Shares dropped $6.04, or 72 percent, to close at $2.33 in the regular session after bottoming at $2.20, its lowest price in almost 22 years.

The free fall came amid a sharp sell-off in the broader markets after the House rejected an unpopular $700 billion rescue plan for troubled financial companies. The Dow Jones industrials hurtled down nearly 780 points in their largest one-day point drop ever.

The rescue plan's failure means no one knows how the financial sector will recover from hundreds of billions of dollars in bad mortgage bets.

Further stoking jitters about weakness in the financial services sector, the Federal Deposit Insurance Corp. said Monday that Citigroup Inc. will acquire Wachovia's banking operations.
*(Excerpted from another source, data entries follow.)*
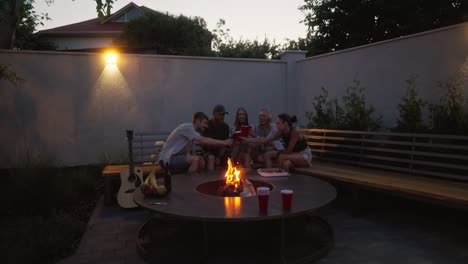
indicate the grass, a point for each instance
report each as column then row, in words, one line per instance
column 45, row 211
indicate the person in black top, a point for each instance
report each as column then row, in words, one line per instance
column 296, row 153
column 217, row 129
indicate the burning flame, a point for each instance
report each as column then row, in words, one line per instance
column 232, row 206
column 232, row 175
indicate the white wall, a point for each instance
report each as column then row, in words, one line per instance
column 382, row 68
column 73, row 108
column 77, row 43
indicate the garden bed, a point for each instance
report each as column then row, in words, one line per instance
column 46, row 211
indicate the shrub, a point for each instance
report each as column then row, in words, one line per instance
column 46, row 212
column 357, row 115
column 411, row 111
column 449, row 116
column 327, row 113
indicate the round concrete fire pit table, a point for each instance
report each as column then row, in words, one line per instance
column 193, row 225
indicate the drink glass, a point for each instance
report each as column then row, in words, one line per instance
column 245, row 130
column 286, row 197
column 237, row 136
column 263, row 193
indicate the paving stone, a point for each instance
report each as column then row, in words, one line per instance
column 403, row 234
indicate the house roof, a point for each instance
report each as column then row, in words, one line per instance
column 93, row 27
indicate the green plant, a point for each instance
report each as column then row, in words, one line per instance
column 411, row 110
column 7, row 74
column 327, row 112
column 450, row 116
column 46, row 212
column 357, row 115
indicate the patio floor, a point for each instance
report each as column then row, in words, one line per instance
column 397, row 231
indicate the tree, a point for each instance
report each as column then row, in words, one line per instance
column 357, row 114
column 225, row 46
column 327, row 113
column 450, row 115
column 18, row 16
column 340, row 24
column 411, row 109
column 166, row 34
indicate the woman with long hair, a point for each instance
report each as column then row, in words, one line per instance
column 241, row 151
column 296, row 153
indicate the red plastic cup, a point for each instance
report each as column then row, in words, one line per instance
column 245, row 130
column 263, row 193
column 286, row 196
column 237, row 136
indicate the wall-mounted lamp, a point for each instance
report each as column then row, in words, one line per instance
column 111, row 57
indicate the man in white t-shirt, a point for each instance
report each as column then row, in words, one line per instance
column 176, row 150
column 265, row 153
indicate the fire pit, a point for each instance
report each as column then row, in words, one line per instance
column 198, row 222
column 233, row 185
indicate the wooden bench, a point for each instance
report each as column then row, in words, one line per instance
column 143, row 148
column 421, row 166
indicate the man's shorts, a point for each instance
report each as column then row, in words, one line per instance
column 179, row 162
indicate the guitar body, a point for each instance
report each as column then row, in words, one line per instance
column 129, row 183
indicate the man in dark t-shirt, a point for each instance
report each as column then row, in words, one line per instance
column 217, row 129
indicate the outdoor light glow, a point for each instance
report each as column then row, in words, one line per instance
column 111, row 57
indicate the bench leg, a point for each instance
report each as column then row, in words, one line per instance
column 108, row 191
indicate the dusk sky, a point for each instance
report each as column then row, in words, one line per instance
column 249, row 19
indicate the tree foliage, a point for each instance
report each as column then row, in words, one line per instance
column 410, row 110
column 166, row 34
column 355, row 114
column 327, row 113
column 340, row 24
column 450, row 115
column 224, row 45
column 358, row 115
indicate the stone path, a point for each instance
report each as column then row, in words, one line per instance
column 399, row 231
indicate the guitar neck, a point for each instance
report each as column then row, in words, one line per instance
column 130, row 152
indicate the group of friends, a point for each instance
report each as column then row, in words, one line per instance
column 267, row 142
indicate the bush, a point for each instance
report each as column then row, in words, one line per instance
column 357, row 115
column 327, row 113
column 39, row 239
column 410, row 110
column 47, row 211
column 450, row 116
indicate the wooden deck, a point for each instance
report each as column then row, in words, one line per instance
column 440, row 190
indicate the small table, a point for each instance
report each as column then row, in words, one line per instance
column 187, row 214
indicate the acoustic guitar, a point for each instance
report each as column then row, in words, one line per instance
column 130, row 179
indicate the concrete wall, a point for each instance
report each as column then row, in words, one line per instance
column 73, row 107
column 433, row 56
column 77, row 43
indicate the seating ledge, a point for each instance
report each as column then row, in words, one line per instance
column 437, row 189
column 114, row 170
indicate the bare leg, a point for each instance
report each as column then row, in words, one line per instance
column 294, row 160
column 194, row 162
column 268, row 157
column 210, row 160
column 201, row 164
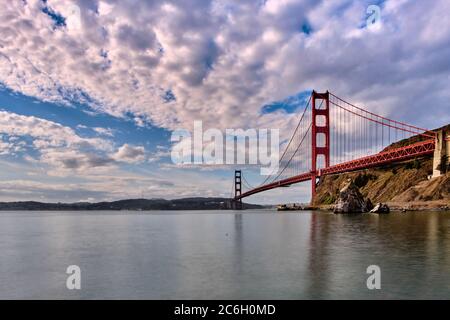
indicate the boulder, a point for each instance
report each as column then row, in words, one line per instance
column 380, row 208
column 351, row 200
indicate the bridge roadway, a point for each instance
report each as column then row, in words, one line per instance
column 393, row 155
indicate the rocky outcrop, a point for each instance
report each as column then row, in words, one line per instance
column 380, row 208
column 351, row 200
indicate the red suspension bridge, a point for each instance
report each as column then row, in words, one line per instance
column 334, row 136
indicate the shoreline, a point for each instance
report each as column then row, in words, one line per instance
column 435, row 205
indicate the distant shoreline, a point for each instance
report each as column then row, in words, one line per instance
column 198, row 203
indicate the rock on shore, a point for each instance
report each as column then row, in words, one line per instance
column 380, row 208
column 351, row 200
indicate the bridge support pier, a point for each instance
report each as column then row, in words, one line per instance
column 320, row 126
column 237, row 204
column 441, row 157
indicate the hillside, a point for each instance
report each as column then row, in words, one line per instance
column 403, row 184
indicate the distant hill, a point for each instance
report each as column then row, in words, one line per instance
column 130, row 204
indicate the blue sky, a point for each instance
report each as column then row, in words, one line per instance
column 90, row 91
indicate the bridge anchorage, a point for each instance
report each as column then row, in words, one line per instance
column 334, row 136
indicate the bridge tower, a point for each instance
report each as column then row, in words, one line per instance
column 237, row 204
column 320, row 125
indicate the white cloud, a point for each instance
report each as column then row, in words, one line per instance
column 221, row 60
column 60, row 147
column 104, row 131
column 130, row 154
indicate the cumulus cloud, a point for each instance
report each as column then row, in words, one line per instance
column 130, row 154
column 169, row 63
column 59, row 146
column 104, row 131
column 222, row 60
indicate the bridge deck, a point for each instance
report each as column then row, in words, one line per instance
column 394, row 155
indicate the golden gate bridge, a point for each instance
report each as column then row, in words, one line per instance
column 335, row 136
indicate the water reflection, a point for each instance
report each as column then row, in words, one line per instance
column 223, row 255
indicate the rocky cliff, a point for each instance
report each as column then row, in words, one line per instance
column 402, row 183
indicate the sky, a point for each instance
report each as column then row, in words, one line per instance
column 91, row 90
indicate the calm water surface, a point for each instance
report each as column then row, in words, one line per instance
column 224, row 255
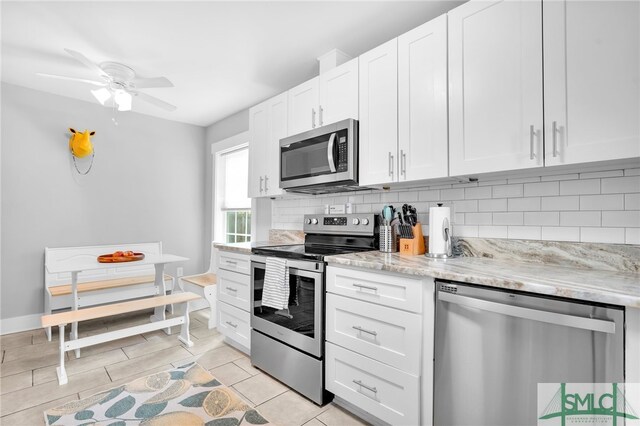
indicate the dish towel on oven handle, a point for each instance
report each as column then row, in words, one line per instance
column 275, row 293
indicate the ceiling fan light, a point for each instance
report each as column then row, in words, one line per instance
column 102, row 95
column 123, row 100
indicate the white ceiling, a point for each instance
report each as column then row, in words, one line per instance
column 222, row 57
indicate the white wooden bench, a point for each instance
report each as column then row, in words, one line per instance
column 63, row 318
column 205, row 286
column 100, row 286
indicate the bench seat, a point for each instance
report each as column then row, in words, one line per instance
column 65, row 289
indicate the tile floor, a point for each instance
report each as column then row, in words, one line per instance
column 28, row 383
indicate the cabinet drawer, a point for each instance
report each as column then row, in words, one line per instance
column 234, row 262
column 396, row 291
column 233, row 288
column 384, row 334
column 234, row 323
column 385, row 392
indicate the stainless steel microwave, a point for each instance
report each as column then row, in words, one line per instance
column 321, row 160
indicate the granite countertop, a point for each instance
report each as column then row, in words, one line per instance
column 618, row 288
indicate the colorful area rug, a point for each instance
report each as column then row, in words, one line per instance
column 188, row 395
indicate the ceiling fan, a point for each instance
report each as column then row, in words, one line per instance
column 118, row 82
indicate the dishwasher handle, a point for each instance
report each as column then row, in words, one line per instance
column 530, row 314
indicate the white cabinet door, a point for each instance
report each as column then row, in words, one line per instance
column 378, row 142
column 259, row 133
column 339, row 93
column 422, row 102
column 303, row 107
column 592, row 80
column 495, row 86
column 277, row 113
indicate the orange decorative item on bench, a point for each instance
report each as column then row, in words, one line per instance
column 120, row 256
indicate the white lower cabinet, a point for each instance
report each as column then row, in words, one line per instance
column 379, row 343
column 385, row 392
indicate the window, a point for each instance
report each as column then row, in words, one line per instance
column 232, row 205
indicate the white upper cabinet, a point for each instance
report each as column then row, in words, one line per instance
column 339, row 93
column 591, row 75
column 495, row 86
column 378, row 144
column 422, row 102
column 259, row 134
column 303, row 107
column 268, row 124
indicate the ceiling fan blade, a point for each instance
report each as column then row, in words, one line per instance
column 81, row 80
column 153, row 100
column 147, row 83
column 86, row 62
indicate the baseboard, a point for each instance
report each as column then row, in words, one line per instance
column 18, row 324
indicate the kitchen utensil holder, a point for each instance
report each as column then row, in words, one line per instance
column 388, row 239
column 415, row 245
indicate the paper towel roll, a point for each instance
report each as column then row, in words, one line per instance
column 439, row 218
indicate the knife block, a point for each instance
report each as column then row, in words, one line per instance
column 414, row 246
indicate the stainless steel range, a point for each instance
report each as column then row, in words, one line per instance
column 289, row 343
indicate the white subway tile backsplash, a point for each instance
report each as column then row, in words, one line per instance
column 542, row 218
column 570, row 202
column 523, row 204
column 477, row 192
column 515, row 218
column 602, row 202
column 477, row 219
column 524, row 232
column 602, row 235
column 492, row 231
column 493, row 205
column 560, row 233
column 580, row 218
column 505, row 191
column 624, row 219
column 452, row 194
column 632, row 201
column 541, row 188
column 599, row 206
column 578, row 187
column 632, row 236
column 621, row 185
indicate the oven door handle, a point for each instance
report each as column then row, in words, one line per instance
column 332, row 162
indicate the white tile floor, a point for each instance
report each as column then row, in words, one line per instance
column 28, row 383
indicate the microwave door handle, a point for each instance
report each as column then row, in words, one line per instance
column 332, row 163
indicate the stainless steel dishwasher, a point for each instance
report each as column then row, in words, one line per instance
column 493, row 347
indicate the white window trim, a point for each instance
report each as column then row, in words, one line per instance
column 241, row 140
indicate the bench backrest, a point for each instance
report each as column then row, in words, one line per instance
column 52, row 255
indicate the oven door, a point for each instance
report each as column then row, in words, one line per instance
column 301, row 326
column 323, row 155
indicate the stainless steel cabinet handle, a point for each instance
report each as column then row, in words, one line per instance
column 532, row 133
column 364, row 330
column 554, row 138
column 361, row 286
column 330, row 145
column 371, row 388
column 531, row 314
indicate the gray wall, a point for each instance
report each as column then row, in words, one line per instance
column 147, row 184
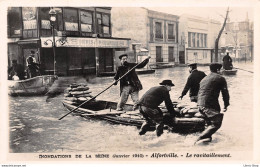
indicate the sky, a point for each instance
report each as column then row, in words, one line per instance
column 217, row 13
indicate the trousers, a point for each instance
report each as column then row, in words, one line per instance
column 128, row 90
column 214, row 123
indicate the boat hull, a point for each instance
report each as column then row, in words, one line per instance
column 34, row 86
column 93, row 109
column 229, row 72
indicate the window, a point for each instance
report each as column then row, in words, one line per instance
column 29, row 18
column 105, row 20
column 189, row 39
column 71, row 19
column 201, row 40
column 158, row 30
column 205, row 40
column 14, row 21
column 86, row 20
column 171, row 35
column 193, row 40
column 45, row 18
column 99, row 24
column 171, row 54
column 197, row 39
Investors had been worried about Wachovia's stability as it grappled with mounting losses over souring mortgage debt.

The plunge in Sovereign shares came despite a note from a Janney Montgomery Scott LLC analyst upgrading the company's rating to "Buy" from "Neutral."

Sovereign, the 18th largest banking institution in the nation, has more than 785 community banking offices in the mid-Atlantic region and New England.

"We're not aware of anything specific in Sovereign's business that would justify the volatility. Sovereign is fundamentally sound and well capitalized," said Ellen Molle, a spokeswoman for Sovereign.

Molle noted the regional bank has plenty on untapped liquidity, including $6.2 billion from the Federal Home Loan Bank of Pittsburgh, $4 billion from the Federal Reserve and another $1.8 billion in "unencumbered assets."

In upgrading Sovereign's rating to "Buy," analyst Richard Weiss noted that the company's capital should be sufficient to allow it to survive. The Philadelphia-based bank's deposit base and lending footprint will also facilitate better operating results when the economy improves, Weiss wrote.